The fact is that Achebe became synonymous with the Heinemann African writers series and African writing as a whole.  There’s hardly any African writer of my generation who has not been mistaken for Chinua Achebe. I have had a few such encounters. Every African novel became Things Fall Apart, and every writer some sort of  Chinua Achebe.  Even a protestation to the contrary was not always successful.

The last such encounter was in 2010 at Jomo Kenyatta Airport. Mukoma, the author of Nairobi Heat, and I had been invited for the Kwani festival whose theme was inter-generational dialogue. Mukoma, my fourth son and I fitted the bill perfectly. As he and I walked towards the immigration, a man came towards me. His hands were literally trembling as he identified himself as a professor of Literature from Zambia. 

“Excuse me Mr Achebe, somebody pointed you out to me. I have long wanted to meet you”
“No, I am not the one,” I said, “but here is Mr Achebe,” I added pointing at my son.

I thought the obvious youth of my son would tell him that I was being facetious. But no, our Professor grabbed Mukoma’s hands, before Mukoma could protest, grateful that he had at last shaken hands with his hero. The case of mistaken identity as late as 2010 shows how Achebe had become a mythical figure, and rightly so.

He was the single most important figure in the development of modern African literature as writer, editor, and quite simply a human being. His novel, Things Fall Apart, the most widely read novel in the history of African literature, since its publication in 1958, became an inspiring model.  As the general editor of the Heinemann African Writers Series, he had a hand in the emergence of many other writers and their publication.  As a human being, he embodied wisdom that comes from a commitment to the middle way between extremes. And of course courage in the face of personal tragedy!

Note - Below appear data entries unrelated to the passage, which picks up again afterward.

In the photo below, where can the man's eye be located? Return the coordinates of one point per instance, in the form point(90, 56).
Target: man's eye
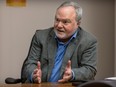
point(66, 21)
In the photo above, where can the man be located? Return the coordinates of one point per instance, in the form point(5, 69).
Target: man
point(62, 53)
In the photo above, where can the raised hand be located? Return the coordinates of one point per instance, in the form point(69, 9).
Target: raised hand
point(37, 73)
point(67, 74)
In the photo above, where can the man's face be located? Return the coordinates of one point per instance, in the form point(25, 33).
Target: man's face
point(65, 23)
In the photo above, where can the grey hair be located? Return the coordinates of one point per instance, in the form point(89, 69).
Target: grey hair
point(78, 9)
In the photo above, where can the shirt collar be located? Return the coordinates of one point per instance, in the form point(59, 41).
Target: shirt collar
point(73, 36)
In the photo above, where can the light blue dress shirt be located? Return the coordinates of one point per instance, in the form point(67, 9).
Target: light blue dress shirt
point(61, 48)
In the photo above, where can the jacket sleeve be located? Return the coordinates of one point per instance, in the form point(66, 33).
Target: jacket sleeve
point(30, 62)
point(87, 62)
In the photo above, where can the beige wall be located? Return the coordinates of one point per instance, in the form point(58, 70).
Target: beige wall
point(17, 26)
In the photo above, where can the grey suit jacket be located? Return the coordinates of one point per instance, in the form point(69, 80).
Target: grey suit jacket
point(82, 52)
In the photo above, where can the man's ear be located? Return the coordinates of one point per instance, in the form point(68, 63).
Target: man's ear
point(79, 22)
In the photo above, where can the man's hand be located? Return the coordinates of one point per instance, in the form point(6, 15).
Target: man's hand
point(37, 73)
point(67, 74)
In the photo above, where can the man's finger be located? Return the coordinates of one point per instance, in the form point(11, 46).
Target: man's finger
point(38, 65)
point(69, 64)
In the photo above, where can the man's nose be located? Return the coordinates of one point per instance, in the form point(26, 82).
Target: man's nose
point(59, 24)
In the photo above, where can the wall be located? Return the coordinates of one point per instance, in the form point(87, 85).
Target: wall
point(18, 24)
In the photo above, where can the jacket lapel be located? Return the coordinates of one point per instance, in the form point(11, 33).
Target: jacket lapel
point(73, 45)
point(52, 47)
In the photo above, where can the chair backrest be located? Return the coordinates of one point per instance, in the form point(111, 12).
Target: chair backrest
point(102, 83)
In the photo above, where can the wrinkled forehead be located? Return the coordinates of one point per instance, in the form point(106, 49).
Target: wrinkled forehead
point(67, 11)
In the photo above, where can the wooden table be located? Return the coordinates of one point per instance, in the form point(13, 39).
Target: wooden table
point(38, 85)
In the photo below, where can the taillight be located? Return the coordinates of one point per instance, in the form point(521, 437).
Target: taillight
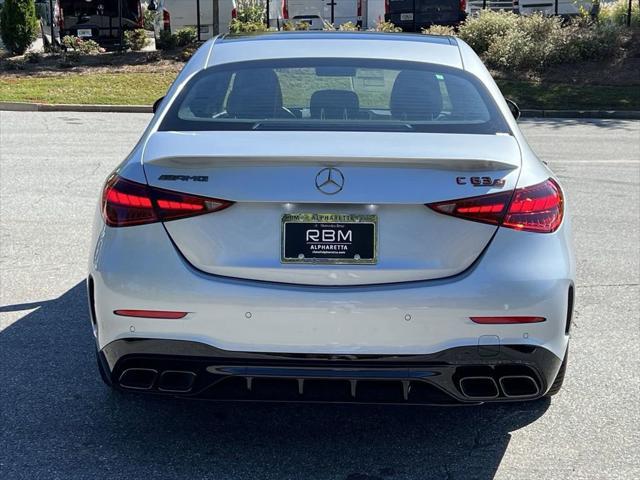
point(126, 203)
point(538, 208)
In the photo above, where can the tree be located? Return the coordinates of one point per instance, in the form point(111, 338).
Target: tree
point(18, 25)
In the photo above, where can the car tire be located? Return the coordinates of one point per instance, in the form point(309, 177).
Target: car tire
point(557, 383)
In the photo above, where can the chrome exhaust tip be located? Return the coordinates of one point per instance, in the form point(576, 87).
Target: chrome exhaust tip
point(479, 388)
point(519, 386)
point(176, 381)
point(138, 378)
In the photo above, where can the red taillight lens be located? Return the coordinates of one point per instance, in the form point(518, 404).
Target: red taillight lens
point(486, 209)
point(538, 208)
point(506, 320)
point(126, 203)
point(170, 315)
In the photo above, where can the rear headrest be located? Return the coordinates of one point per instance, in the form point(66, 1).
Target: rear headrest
point(415, 96)
point(255, 94)
point(334, 104)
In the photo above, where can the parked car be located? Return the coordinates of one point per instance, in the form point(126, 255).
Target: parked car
point(333, 216)
point(414, 15)
point(343, 10)
point(555, 7)
point(315, 22)
point(97, 20)
point(173, 15)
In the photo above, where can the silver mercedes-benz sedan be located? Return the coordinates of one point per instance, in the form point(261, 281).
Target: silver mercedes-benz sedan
point(341, 217)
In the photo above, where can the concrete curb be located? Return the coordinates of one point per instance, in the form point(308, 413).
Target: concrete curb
point(610, 114)
point(57, 107)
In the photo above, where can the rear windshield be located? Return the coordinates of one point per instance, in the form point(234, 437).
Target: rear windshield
point(335, 94)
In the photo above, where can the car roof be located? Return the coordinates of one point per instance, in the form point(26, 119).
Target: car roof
point(441, 50)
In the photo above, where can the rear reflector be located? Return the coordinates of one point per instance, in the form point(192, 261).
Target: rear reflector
point(538, 208)
point(503, 320)
point(150, 314)
point(126, 203)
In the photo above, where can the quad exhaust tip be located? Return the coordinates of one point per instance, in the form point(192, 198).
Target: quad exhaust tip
point(479, 388)
point(519, 386)
point(170, 381)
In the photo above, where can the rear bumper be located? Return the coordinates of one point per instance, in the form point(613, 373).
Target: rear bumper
point(456, 376)
point(521, 274)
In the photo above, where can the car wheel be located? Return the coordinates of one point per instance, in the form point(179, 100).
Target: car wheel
point(557, 383)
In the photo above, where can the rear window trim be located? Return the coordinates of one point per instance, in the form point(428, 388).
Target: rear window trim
point(171, 122)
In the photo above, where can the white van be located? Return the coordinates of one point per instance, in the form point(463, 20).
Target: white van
point(215, 16)
point(565, 8)
point(343, 10)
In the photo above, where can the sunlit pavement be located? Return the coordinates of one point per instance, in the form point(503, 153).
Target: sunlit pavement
point(59, 421)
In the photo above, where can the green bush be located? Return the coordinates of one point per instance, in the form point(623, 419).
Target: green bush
point(69, 59)
point(438, 30)
point(251, 18)
point(480, 30)
point(387, 27)
point(18, 25)
point(186, 37)
point(33, 57)
point(135, 39)
point(348, 27)
point(149, 19)
point(237, 26)
point(589, 41)
point(166, 41)
point(251, 11)
point(616, 12)
point(506, 41)
point(80, 45)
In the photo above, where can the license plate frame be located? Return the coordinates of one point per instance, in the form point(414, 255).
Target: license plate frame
point(357, 244)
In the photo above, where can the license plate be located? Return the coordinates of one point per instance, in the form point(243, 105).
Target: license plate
point(329, 238)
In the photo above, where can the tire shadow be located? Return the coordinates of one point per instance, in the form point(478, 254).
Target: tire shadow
point(59, 421)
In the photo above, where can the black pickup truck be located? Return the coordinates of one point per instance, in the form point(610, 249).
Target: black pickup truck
point(414, 15)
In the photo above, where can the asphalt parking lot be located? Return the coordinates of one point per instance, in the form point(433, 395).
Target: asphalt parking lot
point(59, 421)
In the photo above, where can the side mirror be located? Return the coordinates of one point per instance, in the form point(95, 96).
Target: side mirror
point(515, 110)
point(156, 104)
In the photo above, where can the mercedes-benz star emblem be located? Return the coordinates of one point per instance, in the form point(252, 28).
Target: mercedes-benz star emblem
point(329, 181)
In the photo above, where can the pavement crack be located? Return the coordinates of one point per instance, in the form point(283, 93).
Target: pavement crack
point(596, 285)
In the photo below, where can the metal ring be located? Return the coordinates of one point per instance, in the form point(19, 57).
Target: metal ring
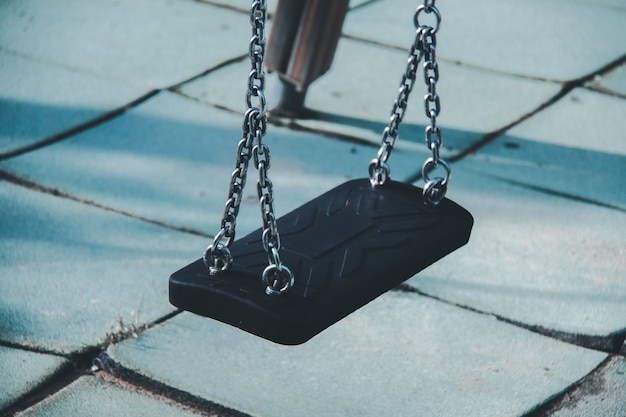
point(278, 279)
point(434, 191)
point(217, 258)
point(430, 164)
point(379, 172)
point(427, 10)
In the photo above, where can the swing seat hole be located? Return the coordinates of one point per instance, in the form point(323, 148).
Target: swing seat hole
point(278, 279)
point(217, 258)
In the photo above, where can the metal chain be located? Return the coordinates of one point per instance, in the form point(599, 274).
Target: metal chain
point(424, 46)
point(277, 277)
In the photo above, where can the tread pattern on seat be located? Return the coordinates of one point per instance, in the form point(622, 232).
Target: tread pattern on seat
point(345, 248)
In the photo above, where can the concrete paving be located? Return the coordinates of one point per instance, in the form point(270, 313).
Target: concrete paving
point(118, 130)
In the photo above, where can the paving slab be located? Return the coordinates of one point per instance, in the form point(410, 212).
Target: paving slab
point(171, 158)
point(355, 97)
point(22, 371)
point(575, 147)
point(534, 258)
point(150, 43)
point(73, 274)
point(554, 39)
point(73, 61)
point(400, 355)
point(39, 100)
point(92, 396)
point(601, 394)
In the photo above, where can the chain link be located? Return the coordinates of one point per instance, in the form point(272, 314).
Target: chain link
point(277, 277)
point(423, 47)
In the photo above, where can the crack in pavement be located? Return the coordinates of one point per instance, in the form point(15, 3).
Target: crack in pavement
point(611, 343)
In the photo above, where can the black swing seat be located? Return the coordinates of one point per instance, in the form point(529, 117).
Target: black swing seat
point(345, 248)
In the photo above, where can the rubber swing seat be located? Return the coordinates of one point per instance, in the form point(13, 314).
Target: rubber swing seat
point(345, 248)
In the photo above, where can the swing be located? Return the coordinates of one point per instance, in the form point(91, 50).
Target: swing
point(337, 252)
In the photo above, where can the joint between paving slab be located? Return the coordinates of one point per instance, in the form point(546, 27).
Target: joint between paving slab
point(129, 378)
point(611, 343)
point(81, 363)
point(575, 393)
point(566, 89)
point(78, 365)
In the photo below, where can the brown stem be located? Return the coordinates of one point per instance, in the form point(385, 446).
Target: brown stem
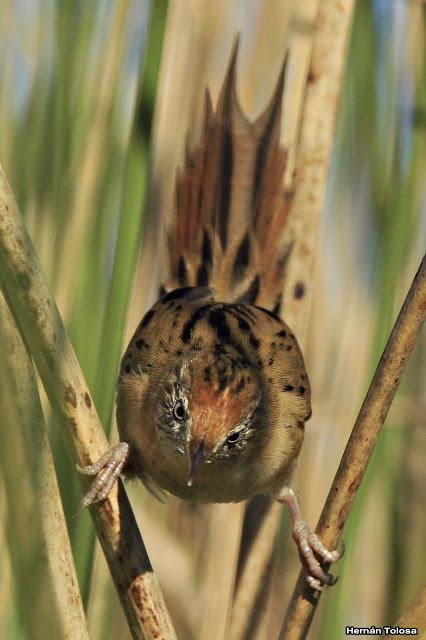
point(360, 446)
point(41, 327)
point(331, 34)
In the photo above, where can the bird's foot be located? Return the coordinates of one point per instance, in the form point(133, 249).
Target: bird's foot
point(107, 469)
point(311, 550)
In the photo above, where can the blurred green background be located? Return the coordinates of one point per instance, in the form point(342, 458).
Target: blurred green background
point(78, 84)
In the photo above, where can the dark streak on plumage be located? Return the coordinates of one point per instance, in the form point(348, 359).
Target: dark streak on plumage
point(250, 295)
point(141, 344)
point(254, 342)
point(189, 325)
point(202, 276)
point(269, 313)
point(147, 318)
point(206, 250)
point(242, 259)
point(182, 272)
point(217, 319)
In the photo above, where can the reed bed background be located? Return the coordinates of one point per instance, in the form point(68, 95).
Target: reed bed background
point(92, 169)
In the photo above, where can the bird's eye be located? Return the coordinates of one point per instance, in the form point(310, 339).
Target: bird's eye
point(179, 410)
point(234, 437)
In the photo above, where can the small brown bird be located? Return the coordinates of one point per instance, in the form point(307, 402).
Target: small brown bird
point(213, 394)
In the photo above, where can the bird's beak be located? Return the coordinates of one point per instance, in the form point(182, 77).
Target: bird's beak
point(195, 457)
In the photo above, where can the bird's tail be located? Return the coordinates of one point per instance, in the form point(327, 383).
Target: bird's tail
point(230, 207)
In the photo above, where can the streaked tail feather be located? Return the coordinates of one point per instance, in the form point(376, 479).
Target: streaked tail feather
point(230, 208)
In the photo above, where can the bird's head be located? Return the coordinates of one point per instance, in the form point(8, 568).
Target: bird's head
point(210, 407)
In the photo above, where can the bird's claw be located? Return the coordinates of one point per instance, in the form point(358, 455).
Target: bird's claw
point(312, 551)
point(106, 469)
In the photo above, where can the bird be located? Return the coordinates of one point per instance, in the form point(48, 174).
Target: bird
point(213, 393)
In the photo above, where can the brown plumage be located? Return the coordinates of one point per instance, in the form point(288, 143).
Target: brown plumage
point(213, 393)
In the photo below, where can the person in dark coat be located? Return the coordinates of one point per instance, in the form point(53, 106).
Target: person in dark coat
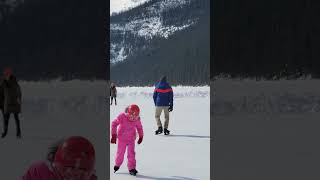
point(11, 102)
point(163, 100)
point(113, 93)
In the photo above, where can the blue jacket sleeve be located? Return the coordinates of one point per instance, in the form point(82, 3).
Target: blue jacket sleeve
point(171, 98)
point(155, 94)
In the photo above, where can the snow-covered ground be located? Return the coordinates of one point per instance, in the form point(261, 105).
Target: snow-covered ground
point(266, 129)
point(185, 154)
point(51, 111)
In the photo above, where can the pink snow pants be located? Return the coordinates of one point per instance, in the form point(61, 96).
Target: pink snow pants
point(131, 154)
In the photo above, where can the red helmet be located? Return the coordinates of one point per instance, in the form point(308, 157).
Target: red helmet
point(75, 159)
point(7, 71)
point(134, 110)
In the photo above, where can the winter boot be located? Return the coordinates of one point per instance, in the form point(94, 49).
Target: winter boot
point(133, 172)
point(159, 131)
point(166, 132)
point(115, 168)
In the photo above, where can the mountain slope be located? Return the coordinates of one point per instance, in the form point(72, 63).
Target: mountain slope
point(167, 37)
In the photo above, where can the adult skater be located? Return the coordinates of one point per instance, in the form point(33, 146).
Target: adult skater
point(113, 93)
point(163, 100)
point(11, 101)
point(70, 159)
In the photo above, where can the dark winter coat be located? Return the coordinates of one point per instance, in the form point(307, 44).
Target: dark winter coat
point(12, 96)
point(1, 94)
point(163, 94)
point(113, 91)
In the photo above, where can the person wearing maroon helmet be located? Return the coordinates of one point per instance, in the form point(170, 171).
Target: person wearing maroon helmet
point(11, 101)
point(70, 159)
point(129, 123)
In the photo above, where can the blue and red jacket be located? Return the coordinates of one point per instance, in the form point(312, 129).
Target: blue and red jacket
point(163, 94)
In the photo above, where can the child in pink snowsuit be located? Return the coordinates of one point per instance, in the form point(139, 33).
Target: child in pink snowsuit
point(129, 123)
point(65, 161)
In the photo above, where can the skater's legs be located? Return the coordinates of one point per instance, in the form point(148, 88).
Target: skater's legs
point(18, 129)
point(166, 117)
point(157, 116)
point(120, 152)
point(131, 155)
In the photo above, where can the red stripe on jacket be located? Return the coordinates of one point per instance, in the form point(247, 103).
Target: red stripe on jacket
point(163, 90)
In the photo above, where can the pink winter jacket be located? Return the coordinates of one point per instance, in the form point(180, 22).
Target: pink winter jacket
point(127, 128)
point(43, 171)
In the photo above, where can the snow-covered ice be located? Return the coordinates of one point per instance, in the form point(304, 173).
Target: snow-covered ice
point(50, 111)
point(266, 129)
point(185, 154)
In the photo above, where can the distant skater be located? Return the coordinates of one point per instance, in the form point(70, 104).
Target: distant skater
point(11, 101)
point(163, 100)
point(113, 93)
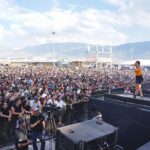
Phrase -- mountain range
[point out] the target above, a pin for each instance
(128, 51)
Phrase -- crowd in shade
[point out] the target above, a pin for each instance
(25, 89)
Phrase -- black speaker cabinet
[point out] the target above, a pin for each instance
(88, 135)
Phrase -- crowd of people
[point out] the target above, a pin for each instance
(26, 90)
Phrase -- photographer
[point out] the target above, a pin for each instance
(20, 136)
(37, 125)
(61, 109)
(5, 118)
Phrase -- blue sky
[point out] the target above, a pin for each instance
(25, 23)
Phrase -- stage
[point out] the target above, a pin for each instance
(128, 98)
(128, 114)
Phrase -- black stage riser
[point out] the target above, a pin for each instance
(133, 123)
(127, 99)
(100, 93)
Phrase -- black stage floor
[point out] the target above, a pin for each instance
(131, 96)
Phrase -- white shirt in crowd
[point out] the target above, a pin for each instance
(34, 105)
(60, 103)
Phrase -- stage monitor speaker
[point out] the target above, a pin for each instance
(88, 135)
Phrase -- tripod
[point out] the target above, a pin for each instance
(50, 127)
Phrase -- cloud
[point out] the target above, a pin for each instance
(28, 27)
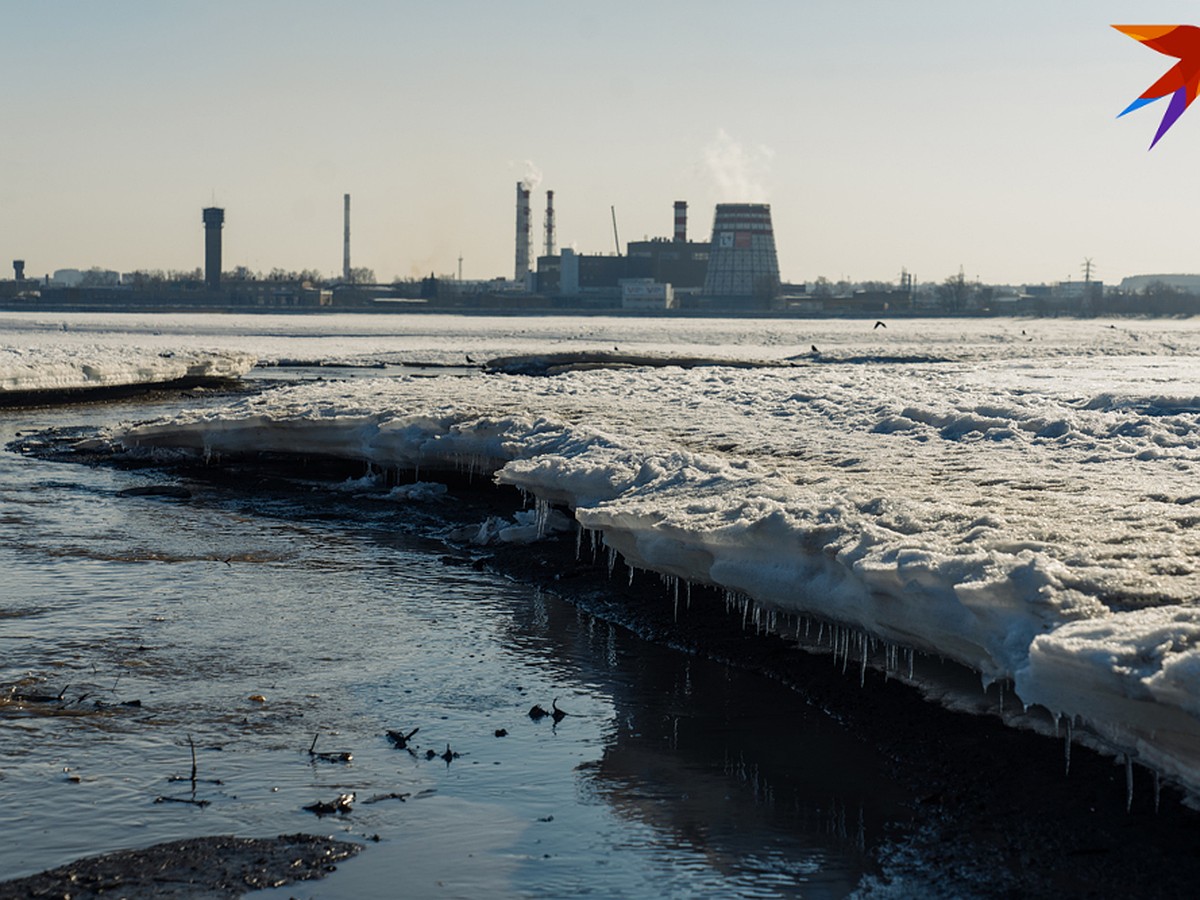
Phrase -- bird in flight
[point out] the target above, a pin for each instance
(1181, 82)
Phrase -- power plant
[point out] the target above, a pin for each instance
(742, 262)
(736, 269)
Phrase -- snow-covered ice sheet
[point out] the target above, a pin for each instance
(48, 369)
(1019, 496)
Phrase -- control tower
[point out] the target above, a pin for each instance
(214, 221)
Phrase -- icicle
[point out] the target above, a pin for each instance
(1128, 783)
(1067, 744)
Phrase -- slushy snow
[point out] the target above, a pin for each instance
(1018, 496)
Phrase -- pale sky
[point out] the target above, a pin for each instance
(886, 135)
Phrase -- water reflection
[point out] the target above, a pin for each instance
(725, 766)
(671, 774)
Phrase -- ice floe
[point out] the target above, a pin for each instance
(1025, 504)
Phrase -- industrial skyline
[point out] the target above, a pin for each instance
(885, 138)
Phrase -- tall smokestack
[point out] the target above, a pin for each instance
(550, 223)
(214, 221)
(522, 262)
(346, 241)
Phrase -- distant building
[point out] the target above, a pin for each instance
(743, 269)
(646, 294)
(1182, 282)
(66, 279)
(681, 263)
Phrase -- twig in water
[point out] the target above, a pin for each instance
(343, 756)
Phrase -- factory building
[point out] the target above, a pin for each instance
(736, 269)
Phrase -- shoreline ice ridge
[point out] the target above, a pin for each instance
(1012, 610)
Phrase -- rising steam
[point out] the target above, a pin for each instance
(739, 174)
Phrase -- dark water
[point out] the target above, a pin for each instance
(670, 777)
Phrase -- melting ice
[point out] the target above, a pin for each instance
(1025, 504)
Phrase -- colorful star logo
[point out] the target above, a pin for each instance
(1183, 78)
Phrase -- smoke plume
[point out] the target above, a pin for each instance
(739, 174)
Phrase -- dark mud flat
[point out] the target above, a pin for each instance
(996, 815)
(106, 394)
(999, 815)
(221, 867)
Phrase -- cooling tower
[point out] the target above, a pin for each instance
(742, 263)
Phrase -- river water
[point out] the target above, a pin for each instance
(245, 622)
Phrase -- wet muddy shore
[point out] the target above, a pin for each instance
(217, 868)
(996, 814)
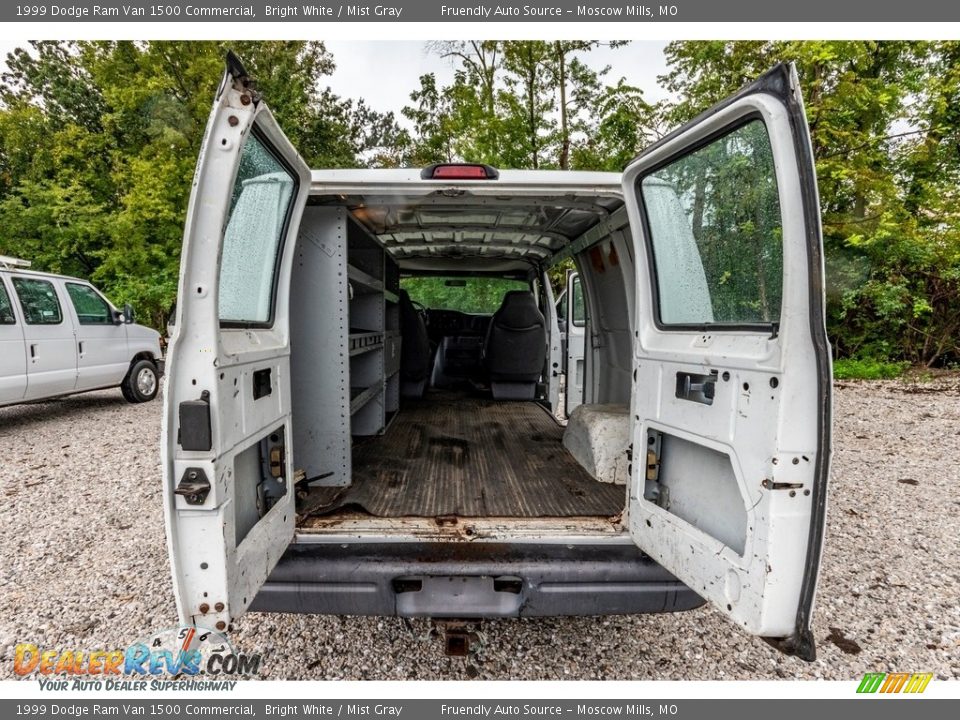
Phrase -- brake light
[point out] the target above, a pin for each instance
(459, 171)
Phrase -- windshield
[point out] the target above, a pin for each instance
(477, 295)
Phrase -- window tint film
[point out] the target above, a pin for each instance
(475, 295)
(251, 243)
(91, 308)
(39, 301)
(6, 308)
(716, 234)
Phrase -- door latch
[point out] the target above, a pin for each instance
(697, 388)
(193, 486)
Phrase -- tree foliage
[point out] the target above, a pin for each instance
(885, 126)
(98, 143)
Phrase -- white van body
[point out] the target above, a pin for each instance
(60, 336)
(309, 468)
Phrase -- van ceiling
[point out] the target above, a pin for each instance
(438, 232)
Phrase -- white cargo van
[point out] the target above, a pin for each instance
(364, 375)
(59, 336)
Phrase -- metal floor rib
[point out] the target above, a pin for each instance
(472, 457)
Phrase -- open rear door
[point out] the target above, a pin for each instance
(227, 473)
(576, 324)
(731, 400)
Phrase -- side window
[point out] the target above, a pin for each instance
(579, 309)
(91, 308)
(39, 301)
(251, 244)
(6, 308)
(715, 232)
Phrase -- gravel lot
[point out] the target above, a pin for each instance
(85, 564)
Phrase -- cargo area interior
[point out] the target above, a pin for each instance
(433, 410)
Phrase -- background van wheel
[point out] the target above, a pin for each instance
(142, 382)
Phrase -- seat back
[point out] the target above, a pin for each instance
(516, 343)
(415, 343)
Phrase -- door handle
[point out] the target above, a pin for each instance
(697, 388)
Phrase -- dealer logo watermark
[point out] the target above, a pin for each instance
(181, 658)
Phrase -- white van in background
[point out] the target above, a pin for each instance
(59, 336)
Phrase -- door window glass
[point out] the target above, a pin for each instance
(91, 308)
(6, 309)
(716, 234)
(251, 244)
(39, 301)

The last time I met him face to face was at his 70th birthday celebrations held at Bard College. With me was Njeeri, my wife, and our five year old son Thiongo and six year old daughter, Mumbi.  When I introduced James Currey, and mentioned that he had been Achebe’s publisher, Thiongo decided to write his own novel on the spot. On a piece of paper, he made many marks, folded the piece, and handed the one page manuscript to James Currey. James politely accepted it.  Within the next one hour Thiongo wrote several other one page novels and began rushing them to the publisher. James Currey resorted to avoiding his new writer for the rest of the party. Mumbi reacted differently, drawing a portrait of Chinua Achebe, and gave it to him when my wife took them to be photographed with Uncle Chinua. Mumbi, now a second year college student, recalled that encounter and the line drawing, when I told her about Achebe’s passing on.

Achebe bestrides generations and geographies.  Every country in the continent claims him as their author. Some sayings in his novels are quoted frequently as proverbs that contain a universal wisdom. When my book, Dreams in a Time of War, was launched in Nairobi a year or so ago, the guest speaker PO Lumumba interspersed his speech with proverbs. They were all taken from Achebe’s Things Fall Apart. His passing marks the beginning of the end of an epoch.  But his spirit lives on to continue inspiring yet more African writers and scholars of African literature the world over.